Vous avez aimé Alexandre Carrier ? Boutin, c’est une copie conforme. Il ne fait pas dans la dentelle, mais tout ce qu’il fait, il le fait bien. Il a l’éthique de travail d’un pro. On avance même qu’il a toutes les caractéristiques d’un capitaine.

Chez les joueurs de 17 ans, Manix Landry, Pier-Olivier Roy et Yevgeni Kashnikov ont démontré durant le camp d’entraînement qu’ils avaient les outils pour devenir des rouages importants pendant plusieurs saisons. Ajoutez à cela les Mathieu Bizier (18 ans), Émile Hegarty-Aubin (18 ans), Métis Roelens (19 ans), Chris McQuaid (19 ans) et peut-être même David Aebischer (19 ans) et vous avez déjà une solide base pour le transfert dans le nouveau Guertin.

À l’attaque, Charles-Antoine Roy pourrait-il devenir le prochain Zach MacEwen en explosant à 20 ans ?

Les Olympiques ont souffert dans les deux dernières saisons en échangeant leurs meilleurs vétérans. Personne n’a été épargné : Vitaly Abramov, Mitchell Balmas, Shawn Boudrias, Maxim Trépanier, Jeffrey Durocher, Tristan Bérubé, Will Thompson, etc.

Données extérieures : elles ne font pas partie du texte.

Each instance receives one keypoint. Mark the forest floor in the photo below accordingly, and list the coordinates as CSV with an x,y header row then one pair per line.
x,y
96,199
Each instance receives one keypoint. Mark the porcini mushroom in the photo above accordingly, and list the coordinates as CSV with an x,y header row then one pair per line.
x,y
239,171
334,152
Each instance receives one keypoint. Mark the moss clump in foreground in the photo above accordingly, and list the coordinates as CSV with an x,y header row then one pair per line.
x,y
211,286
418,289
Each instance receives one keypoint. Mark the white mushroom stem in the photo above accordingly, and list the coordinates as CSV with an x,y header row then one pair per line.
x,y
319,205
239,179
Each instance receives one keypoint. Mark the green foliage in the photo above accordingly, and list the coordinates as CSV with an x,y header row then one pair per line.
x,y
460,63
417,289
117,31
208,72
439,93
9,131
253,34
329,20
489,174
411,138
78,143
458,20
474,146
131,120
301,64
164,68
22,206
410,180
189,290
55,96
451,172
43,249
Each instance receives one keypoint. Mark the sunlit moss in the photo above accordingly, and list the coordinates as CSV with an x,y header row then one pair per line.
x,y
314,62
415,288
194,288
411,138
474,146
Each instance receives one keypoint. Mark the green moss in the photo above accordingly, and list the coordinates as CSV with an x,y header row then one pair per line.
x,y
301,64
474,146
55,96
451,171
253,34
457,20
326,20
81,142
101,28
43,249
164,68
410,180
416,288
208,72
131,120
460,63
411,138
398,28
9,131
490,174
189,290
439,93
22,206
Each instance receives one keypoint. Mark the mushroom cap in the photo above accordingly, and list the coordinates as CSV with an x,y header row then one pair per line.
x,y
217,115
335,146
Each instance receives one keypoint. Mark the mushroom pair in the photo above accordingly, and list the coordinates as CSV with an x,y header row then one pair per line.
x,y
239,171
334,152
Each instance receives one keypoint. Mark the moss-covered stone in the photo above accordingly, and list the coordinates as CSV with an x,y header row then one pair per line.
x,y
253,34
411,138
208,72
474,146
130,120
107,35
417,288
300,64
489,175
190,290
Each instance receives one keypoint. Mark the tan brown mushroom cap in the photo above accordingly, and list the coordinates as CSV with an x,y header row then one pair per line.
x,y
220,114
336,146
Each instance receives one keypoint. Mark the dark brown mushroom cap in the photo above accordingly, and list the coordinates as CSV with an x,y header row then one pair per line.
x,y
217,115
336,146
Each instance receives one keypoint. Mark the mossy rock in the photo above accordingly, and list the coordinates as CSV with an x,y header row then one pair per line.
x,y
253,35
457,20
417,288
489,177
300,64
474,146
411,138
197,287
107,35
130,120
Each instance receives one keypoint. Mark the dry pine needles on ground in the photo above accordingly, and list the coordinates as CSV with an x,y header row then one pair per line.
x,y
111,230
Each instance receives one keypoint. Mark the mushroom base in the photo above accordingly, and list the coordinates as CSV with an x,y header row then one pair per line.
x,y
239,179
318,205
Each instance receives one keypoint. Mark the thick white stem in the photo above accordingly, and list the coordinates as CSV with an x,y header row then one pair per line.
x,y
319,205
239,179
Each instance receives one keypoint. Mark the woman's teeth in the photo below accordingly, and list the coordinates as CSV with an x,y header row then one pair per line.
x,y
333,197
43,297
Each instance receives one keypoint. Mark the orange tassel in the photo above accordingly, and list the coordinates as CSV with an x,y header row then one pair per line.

Mais la démolition est terminée et les partisans pourront à nouveau apprivoiser leurs joueurs favoris sans craindre de les voir partir sous d’autres cieux avant la fin de leur stage junior.

C’est une période enivrante pour les partisans, mais il ne faut pas oublier que cette édition des Olympiques est très jeune, surtout à l’arrière où le club sera privé de son meilleur défenseur (Aebischer) pendant encore quatre semaines. Il n’aura même pas le temps de prendre son erre d’aller avant d’aller rejoindre la Suisse au Championnat mondial junior. Des auditions sont en cours pour attribuer les postes de défenseurs deux et trois. Personne n’occupe ces chaises en ce moment. Certains soirs, les gardiens seront trop sollicités. Heureusement, les Gatinois sont en voiture avec Rémi Poirier et Creed Jones.

La LHJMQ n’a pas de véritable machine de guerre cette saison. Il y aura beaucoup de clubs inexpérimentés comme celui d’Éric Landry. Il existera un équilibre dans le circuit Courteau, surtout dans la conférence des Olympiques où seul Sherbrooke semble avoir une longueur d’avance sur les autres. Si le directeur général Alain Sear fait l’acquisition d’un véritable défenseur numéro deux aux Fêtes, les Olympiques pourraient surprendre et gagner une première ronde éliminatoire depuis 2016.

« Vieux Bob » ne demanderait pas mieux que de vivre encore quelques heures de gloire.